4) En l'occurrence, le TAPI a dénié aux recourants la qualité pour recourir estimant que ces derniers ne disposent pas d'un intérêt personnel digne de protection à remettre en cause des aménagements qui consistent en la pose d'éléments sanitaires et le déplacement d'une cloison à l'intérieur des locaux loués par l'intimée, même si ces travaux avaient pour but l'installation d'un salon de massage érotique. En outre, selon les premiers juges, leurs allégations de risque d'effondrement du bâtiment, de bruits, d'humidité excessive, d'inondations n'atteignent pas le degré de vraisemblance exigé pour admettre leur qualité pour recourir.

Le projet autorisé prévoit comme nouvelles constructions, la pose de six douches (deux au 3ème étage et quatre au 4ème étage), un évier au 3ème étage et une baignoire d'angle au 4ème étage dans une pièce dénommée « jacuzzi & sauna ». Trois toilettes (deux au 3ème étage et une au 4ème étage) et huit lavabos (six au 3ème étage et deux au 4ème étage) existaient déjà dans le bâtiment.

D'après la distribution des locaux loués par les recourants, les interventions chirurgicales, la radiologie, la consultation, les traitements d'ergothérapie et d'habilitation sont effectués par les médecins et les chirurgiens entre le
rez-de-chaussée et le 2ème étage du bâtiment. Les activités administratives de réception, de secrétariat et de facturation des recourants se trouvent également dans cet espace. Ces derniers ne démontrent pas en quoi les nuisances sonores qui proviendraient des nouvelles installations du 4ème étage où se trouve la grande partie de celles-ci les léseraient de manière directe et spéciale, les installations du 3ème étage ne subissant pas de modifications pouvant générer des nuisances sonores ou d'humidité excessive supérieures à la moyenne admissible dans le cadre d'installations sanitaires intérieures. Ils n'allèguent pas et moins encore ne prouvent que le 5ème étage renferme des activités qui pourraient être perturbées par les nouvelles installations du 4ème étage. Ils n'ont notamment pas contesté, preuves à l'appui, que cet étage est dédié à leurs archives, comme le soutient l'intimée.

S'agissant du risque d'humidité excessive lié à la ventilation des locaux et celui de gestion et d'évacuation des eaux usées, l'autorisation contestée est assortie de conditions figurant dans les préavis émis par les services compétents dans ces domaines, étant rappelé que la modification du libellé de la destination des locaux de centre wellness en salon de massage érotique, dont la confirmation avait été requise par l'inspection des constructions de l'OAC dans son préavis du 31 mars 2017 et rappelée dans le courrier du 5 avril 2017 de cette autorité, était déjà connue par l'autorité de décision au moment de délivrer l'autorisation de construire contestée.
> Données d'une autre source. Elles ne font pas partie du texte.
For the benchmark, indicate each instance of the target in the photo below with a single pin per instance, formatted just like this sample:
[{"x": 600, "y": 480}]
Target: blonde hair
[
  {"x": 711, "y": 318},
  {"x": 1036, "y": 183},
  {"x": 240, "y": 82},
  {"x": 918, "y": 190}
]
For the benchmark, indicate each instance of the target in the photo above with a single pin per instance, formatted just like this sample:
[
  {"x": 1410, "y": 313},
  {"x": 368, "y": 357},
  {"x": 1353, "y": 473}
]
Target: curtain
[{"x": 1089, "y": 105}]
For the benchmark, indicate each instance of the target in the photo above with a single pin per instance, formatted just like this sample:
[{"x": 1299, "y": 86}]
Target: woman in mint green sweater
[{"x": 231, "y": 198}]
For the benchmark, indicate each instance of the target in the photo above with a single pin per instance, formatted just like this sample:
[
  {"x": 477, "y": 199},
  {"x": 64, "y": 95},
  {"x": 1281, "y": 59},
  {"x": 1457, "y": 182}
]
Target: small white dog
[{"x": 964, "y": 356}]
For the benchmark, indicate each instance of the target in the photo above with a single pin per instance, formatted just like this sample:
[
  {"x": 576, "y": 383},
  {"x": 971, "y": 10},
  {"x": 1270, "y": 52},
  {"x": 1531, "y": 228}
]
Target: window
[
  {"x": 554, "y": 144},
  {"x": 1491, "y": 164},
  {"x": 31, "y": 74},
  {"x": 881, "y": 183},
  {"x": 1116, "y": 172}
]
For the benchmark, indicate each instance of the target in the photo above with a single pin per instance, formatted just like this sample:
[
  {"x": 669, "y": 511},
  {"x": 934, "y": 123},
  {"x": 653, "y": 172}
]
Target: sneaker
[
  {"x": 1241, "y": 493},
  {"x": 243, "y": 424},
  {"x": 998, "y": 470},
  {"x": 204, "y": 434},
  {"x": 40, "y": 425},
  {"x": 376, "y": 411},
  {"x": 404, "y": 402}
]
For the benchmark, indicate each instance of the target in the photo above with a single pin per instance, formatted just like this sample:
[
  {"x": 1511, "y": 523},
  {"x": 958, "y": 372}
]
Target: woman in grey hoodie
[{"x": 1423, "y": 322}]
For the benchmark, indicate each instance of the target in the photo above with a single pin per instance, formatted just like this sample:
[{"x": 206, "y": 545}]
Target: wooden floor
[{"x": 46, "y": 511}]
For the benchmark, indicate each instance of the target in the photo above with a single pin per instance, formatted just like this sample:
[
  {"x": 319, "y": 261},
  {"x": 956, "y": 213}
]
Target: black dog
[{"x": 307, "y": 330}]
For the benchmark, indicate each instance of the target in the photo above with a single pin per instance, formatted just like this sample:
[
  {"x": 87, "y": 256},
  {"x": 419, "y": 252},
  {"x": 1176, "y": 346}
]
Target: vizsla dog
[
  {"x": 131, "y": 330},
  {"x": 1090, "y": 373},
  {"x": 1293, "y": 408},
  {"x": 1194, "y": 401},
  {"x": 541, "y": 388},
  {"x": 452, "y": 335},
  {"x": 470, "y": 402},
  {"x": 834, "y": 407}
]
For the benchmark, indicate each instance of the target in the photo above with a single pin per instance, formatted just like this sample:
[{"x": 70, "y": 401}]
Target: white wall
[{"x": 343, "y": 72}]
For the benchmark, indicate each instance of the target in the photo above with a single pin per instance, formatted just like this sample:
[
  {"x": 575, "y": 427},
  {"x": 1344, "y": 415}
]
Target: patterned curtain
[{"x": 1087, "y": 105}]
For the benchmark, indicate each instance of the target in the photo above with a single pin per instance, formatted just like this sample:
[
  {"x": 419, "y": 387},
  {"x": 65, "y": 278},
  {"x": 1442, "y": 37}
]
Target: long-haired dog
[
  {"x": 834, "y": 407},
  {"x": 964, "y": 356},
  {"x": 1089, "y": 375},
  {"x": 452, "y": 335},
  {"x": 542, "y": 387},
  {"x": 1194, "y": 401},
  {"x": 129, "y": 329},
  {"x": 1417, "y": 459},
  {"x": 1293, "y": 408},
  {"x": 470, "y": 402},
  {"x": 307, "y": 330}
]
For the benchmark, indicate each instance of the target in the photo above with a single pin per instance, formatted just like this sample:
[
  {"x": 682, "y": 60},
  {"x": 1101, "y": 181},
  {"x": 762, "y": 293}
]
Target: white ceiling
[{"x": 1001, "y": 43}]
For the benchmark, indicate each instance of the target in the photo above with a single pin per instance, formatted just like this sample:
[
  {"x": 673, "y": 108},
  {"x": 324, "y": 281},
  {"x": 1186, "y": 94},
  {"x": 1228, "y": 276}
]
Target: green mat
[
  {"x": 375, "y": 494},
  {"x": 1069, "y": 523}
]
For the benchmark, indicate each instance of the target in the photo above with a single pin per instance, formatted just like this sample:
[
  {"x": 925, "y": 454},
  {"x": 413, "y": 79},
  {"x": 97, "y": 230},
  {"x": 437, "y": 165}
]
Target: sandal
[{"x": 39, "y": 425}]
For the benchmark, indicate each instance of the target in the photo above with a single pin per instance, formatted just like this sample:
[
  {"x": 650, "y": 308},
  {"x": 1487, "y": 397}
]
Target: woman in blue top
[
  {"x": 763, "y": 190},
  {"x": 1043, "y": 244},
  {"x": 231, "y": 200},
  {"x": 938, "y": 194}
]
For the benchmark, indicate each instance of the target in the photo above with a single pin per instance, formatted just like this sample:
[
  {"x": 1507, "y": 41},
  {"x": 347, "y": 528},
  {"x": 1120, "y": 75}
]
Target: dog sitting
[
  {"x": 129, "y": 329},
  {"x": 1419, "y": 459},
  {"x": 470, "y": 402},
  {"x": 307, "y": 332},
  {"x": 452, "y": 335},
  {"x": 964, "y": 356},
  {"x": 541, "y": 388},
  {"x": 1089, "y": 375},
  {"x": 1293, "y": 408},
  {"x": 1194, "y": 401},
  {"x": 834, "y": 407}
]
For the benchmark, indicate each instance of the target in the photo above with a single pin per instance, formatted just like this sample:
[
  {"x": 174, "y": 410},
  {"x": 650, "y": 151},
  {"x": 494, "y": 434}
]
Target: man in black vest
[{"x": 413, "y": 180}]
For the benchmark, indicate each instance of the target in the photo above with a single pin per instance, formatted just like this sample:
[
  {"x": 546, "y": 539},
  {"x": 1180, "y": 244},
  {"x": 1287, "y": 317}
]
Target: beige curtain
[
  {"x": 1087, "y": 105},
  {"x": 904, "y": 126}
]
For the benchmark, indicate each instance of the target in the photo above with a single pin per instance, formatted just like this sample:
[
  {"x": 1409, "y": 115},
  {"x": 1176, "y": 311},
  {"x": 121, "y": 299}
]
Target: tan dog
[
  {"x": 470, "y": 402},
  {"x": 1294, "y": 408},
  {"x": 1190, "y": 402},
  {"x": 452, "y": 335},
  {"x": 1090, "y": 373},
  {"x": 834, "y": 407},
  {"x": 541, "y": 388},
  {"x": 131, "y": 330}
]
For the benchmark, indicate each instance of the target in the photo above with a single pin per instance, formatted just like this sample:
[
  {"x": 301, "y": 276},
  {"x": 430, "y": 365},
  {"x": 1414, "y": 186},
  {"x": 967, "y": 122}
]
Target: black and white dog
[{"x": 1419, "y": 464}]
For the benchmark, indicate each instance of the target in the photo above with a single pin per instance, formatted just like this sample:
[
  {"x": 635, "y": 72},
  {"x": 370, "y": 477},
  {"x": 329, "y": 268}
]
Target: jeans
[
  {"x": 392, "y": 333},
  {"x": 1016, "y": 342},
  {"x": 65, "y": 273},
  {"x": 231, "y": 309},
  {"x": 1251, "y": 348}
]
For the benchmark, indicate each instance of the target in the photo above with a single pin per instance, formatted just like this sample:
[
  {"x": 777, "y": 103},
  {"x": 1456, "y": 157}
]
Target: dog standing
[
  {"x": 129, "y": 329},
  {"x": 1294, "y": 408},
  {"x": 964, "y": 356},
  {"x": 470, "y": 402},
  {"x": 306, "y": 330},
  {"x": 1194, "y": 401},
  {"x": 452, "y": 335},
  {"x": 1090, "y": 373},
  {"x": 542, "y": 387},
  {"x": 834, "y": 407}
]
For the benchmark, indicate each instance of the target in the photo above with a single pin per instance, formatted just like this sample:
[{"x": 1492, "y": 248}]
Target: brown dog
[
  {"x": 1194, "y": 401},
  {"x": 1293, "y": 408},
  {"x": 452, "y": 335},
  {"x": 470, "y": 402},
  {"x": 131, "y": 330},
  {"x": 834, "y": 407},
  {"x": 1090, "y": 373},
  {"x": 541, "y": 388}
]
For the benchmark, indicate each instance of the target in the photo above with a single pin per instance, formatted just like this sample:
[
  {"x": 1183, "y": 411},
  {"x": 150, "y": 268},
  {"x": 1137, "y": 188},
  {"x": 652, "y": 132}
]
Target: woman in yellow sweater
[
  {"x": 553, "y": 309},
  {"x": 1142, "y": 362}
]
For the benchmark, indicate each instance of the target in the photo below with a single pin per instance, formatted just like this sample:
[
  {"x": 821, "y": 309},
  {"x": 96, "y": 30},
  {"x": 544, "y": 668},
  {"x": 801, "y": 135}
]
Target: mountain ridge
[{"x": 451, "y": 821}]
Des conditions concernant le risque incendie ont également été intégrées dans celle-ci. Les recourants ne démontrent pas non plus en quoi l'installation d'un salon de massage érotique dans les locaux loués par l'intimée leur causerait un préjudice. En revanche, ils allèguent ne pas porter un jugement réprobateur sur le contenu de l'activité, en l'occurrence la prostitution, envisagée par la locataire dans les locaux loués.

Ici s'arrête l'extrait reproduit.